18 juni, 2025
China’s sanctions gambit: Formal and informal economic coercion in the second trade war

Julia Demaree Nikhinson / AP / TT
Summary
- Beijing’s response to the second trade war in the first half of 2025 has featured more forceful retaliation compared to the first US–China trade war in 2018–2020. China not only matched US tariff increases to a level that would have functionally severed economic ties, but also escalated using a range of sanctions tools, demonstrating a capacity to impose severe costs on specific US firms and industries.
- China deployed a combination of time-tested “informal” coercive instruments, such as opaque import restrictions and selective enforcement of technical domestic regulations, and newer “formal” tools, such as official sanctions listings against US defence industry firms, as well as export controls on critical raw materials. Many of these restrictions were deployed under a flexible two-step method – first establishing legal grounds for escalation, and then activating them when strategically opportune.

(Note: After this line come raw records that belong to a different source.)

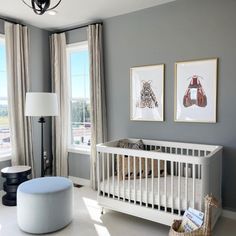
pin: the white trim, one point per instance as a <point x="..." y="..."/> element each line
<point x="229" y="214"/>
<point x="80" y="181"/>
<point x="79" y="150"/>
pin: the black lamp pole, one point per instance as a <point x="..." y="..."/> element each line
<point x="42" y="121"/>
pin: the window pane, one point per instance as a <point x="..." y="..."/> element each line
<point x="80" y="96"/>
<point x="5" y="146"/>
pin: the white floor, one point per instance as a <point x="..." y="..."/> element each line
<point x="89" y="222"/>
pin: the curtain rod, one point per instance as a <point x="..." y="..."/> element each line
<point x="77" y="27"/>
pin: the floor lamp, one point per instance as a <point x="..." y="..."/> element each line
<point x="41" y="105"/>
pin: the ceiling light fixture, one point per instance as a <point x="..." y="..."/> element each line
<point x="40" y="6"/>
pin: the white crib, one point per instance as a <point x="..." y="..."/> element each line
<point x="191" y="171"/>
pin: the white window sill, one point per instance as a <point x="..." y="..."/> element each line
<point x="5" y="157"/>
<point x="79" y="150"/>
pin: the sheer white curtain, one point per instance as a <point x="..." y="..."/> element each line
<point x="97" y="93"/>
<point x="60" y="87"/>
<point x="17" y="51"/>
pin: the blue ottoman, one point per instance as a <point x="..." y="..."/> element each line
<point x="44" y="204"/>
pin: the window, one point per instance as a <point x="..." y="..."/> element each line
<point x="79" y="90"/>
<point x="5" y="145"/>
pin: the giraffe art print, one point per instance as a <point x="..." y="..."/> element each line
<point x="147" y="93"/>
<point x="147" y="96"/>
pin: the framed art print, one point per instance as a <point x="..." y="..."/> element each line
<point x="147" y="93"/>
<point x="195" y="91"/>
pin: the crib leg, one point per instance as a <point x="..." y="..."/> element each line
<point x="102" y="211"/>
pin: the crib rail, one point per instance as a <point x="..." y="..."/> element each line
<point x="167" y="178"/>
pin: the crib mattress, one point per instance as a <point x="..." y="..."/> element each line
<point x="143" y="194"/>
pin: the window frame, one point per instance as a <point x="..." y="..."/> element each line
<point x="5" y="156"/>
<point x="74" y="47"/>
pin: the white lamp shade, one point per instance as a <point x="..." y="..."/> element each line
<point x="41" y="104"/>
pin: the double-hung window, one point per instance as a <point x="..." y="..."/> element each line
<point x="5" y="144"/>
<point x="79" y="95"/>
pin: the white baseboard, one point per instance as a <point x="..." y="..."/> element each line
<point x="229" y="214"/>
<point x="80" y="181"/>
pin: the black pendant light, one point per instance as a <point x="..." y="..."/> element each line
<point x="41" y="6"/>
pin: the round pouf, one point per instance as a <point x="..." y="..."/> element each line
<point x="44" y="204"/>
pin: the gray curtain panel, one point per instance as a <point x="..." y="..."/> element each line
<point x="97" y="93"/>
<point x="17" y="51"/>
<point x="60" y="87"/>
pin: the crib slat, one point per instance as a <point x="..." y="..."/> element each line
<point x="103" y="173"/>
<point x="118" y="174"/>
<point x="134" y="180"/>
<point x="152" y="183"/>
<point x="199" y="166"/>
<point x="179" y="187"/>
<point x="194" y="176"/>
<point x="158" y="186"/>
<point x="146" y="180"/>
<point x="108" y="173"/>
<point x="186" y="184"/>
<point x="98" y="171"/>
<point x="113" y="175"/>
<point x="123" y="164"/>
<point x="140" y="180"/>
<point x="165" y="186"/>
<point x="129" y="176"/>
<point x="172" y="187"/>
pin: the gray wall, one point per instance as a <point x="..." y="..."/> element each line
<point x="79" y="164"/>
<point x="181" y="30"/>
<point x="39" y="69"/>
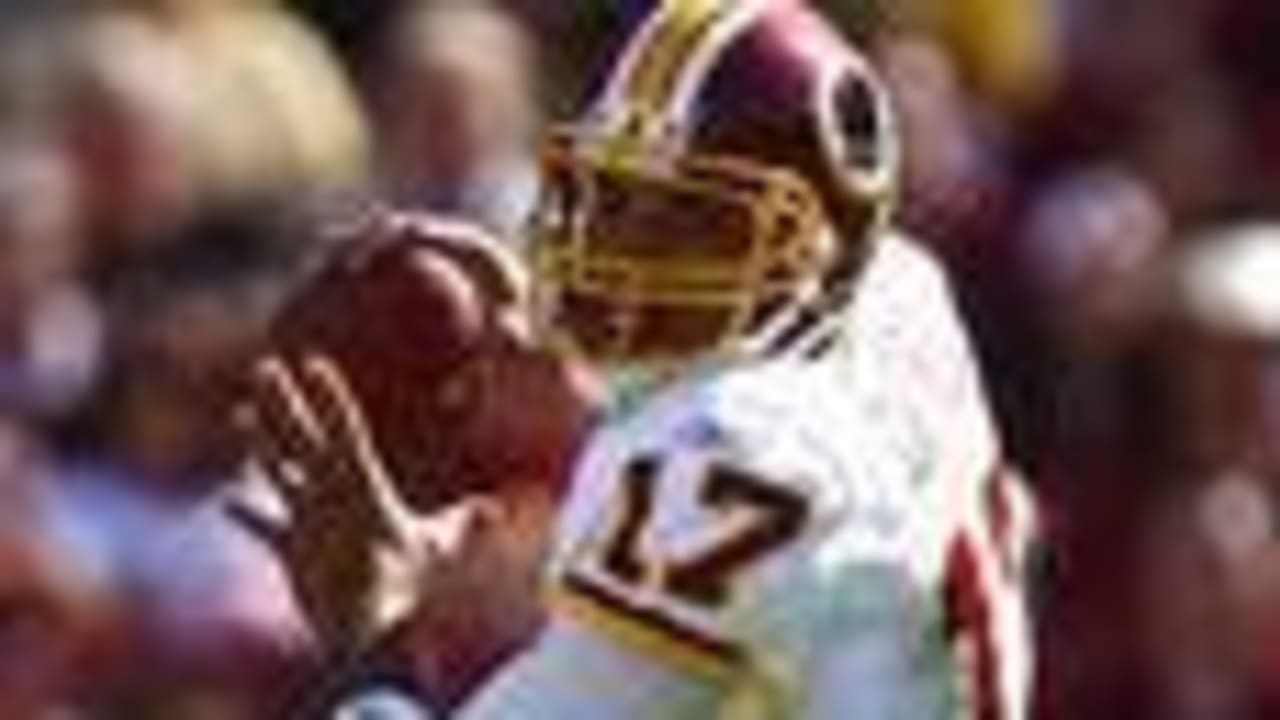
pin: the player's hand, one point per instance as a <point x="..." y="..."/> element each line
<point x="353" y="551"/>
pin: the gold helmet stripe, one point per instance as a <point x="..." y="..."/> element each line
<point x="653" y="76"/>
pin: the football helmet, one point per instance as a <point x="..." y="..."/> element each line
<point x="720" y="194"/>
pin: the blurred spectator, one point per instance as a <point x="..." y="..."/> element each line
<point x="186" y="103"/>
<point x="1091" y="258"/>
<point x="1212" y="547"/>
<point x="455" y="94"/>
<point x="50" y="329"/>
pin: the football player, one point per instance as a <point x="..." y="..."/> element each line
<point x="796" y="506"/>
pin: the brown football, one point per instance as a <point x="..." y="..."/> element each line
<point x="426" y="320"/>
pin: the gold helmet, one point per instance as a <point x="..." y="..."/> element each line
<point x="717" y="197"/>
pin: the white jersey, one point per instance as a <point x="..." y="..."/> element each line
<point x="807" y="538"/>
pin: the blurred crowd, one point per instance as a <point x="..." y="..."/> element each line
<point x="1102" y="178"/>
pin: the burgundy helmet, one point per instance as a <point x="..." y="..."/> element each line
<point x="718" y="195"/>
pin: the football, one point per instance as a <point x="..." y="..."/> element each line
<point x="428" y="323"/>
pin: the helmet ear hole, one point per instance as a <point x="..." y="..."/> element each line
<point x="858" y="123"/>
<point x="855" y="126"/>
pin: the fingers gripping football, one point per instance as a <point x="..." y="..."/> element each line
<point x="400" y="381"/>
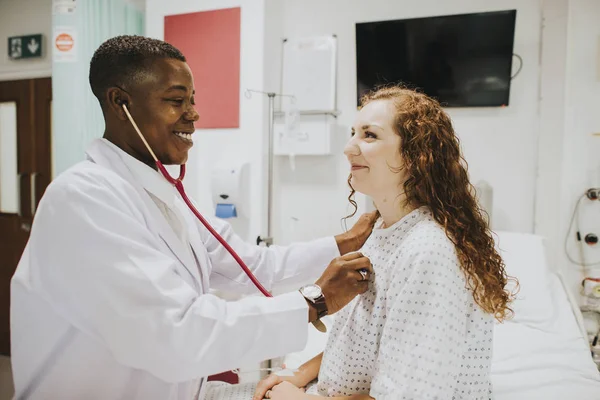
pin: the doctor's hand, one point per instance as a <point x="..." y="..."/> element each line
<point x="354" y="239"/>
<point x="343" y="280"/>
<point x="286" y="391"/>
<point x="270" y="381"/>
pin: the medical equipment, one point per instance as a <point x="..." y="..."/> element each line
<point x="178" y="183"/>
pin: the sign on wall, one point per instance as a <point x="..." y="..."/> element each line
<point x="64" y="44"/>
<point x="26" y="46"/>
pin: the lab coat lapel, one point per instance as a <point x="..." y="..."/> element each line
<point x="103" y="155"/>
<point x="198" y="249"/>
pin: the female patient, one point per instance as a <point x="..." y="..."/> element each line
<point x="424" y="328"/>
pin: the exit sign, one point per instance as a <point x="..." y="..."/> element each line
<point x="27" y="46"/>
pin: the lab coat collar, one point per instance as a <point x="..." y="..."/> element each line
<point x="149" y="178"/>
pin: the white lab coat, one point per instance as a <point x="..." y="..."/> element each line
<point x="108" y="303"/>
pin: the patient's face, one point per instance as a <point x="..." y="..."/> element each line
<point x="374" y="152"/>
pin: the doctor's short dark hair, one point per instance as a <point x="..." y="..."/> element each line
<point x="122" y="60"/>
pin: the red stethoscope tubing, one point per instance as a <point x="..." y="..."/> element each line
<point x="178" y="183"/>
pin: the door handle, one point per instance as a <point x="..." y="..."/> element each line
<point x="32" y="183"/>
<point x="19" y="210"/>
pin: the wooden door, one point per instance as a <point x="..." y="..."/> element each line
<point x="25" y="172"/>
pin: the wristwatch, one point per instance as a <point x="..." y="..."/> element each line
<point x="314" y="294"/>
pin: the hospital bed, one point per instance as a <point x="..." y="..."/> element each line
<point x="541" y="353"/>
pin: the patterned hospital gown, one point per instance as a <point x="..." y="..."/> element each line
<point x="417" y="333"/>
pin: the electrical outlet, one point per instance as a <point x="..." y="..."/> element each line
<point x="593" y="193"/>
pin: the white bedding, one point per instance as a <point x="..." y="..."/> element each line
<point x="541" y="353"/>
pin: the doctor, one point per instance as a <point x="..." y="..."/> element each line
<point x="111" y="297"/>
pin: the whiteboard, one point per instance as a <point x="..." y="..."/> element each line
<point x="309" y="72"/>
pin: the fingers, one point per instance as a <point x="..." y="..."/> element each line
<point x="360" y="263"/>
<point x="352" y="256"/>
<point x="371" y="217"/>
<point x="362" y="286"/>
<point x="265" y="385"/>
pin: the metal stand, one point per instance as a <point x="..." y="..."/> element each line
<point x="268" y="240"/>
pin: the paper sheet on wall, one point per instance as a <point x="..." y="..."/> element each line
<point x="309" y="72"/>
<point x="64" y="6"/>
<point x="64" y="44"/>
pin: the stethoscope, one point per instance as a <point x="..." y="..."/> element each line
<point x="178" y="183"/>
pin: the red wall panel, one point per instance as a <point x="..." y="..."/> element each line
<point x="210" y="41"/>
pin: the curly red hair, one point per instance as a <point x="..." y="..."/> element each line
<point x="438" y="178"/>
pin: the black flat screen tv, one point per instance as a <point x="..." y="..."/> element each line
<point x="462" y="60"/>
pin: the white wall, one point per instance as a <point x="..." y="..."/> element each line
<point x="24" y="17"/>
<point x="500" y="144"/>
<point x="580" y="166"/>
<point x="214" y="146"/>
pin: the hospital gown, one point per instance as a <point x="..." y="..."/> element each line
<point x="417" y="332"/>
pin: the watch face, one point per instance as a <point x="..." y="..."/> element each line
<point x="311" y="291"/>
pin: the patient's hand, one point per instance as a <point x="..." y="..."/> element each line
<point x="269" y="382"/>
<point x="286" y="391"/>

- Beijing’s bold use of coercive measures may have helped to quickly push Washington to the negotiating table in early May. The growing use of formal sanctions, more akin to western-style legal tools for sanctioning, might have delivered a more intelligible and credible threat to US officials and firms, helping to drive home the message that economic confrontation with China can carry steep and certain costs. Despite Trump’s initial warning that retaliation to his global “reciprocal tariffs” would be punished, it is possible that China’s retaliatory response has afforded it more rather than less leverage than refraining from
- China’s restrictions also pose challenges for third parties. Although widely interpreted as retaliation targeted at the United States, China’s new export licensing procedures on rare earths delayed the delivery of key inputs to other markets, including in Europe where some firms were forced to halt production. Rather than a coincidental side-effect, this might have been a deliberate warning to the EU and other actors not to impose further economic restrictions on China or coordinate trade measures with Washington.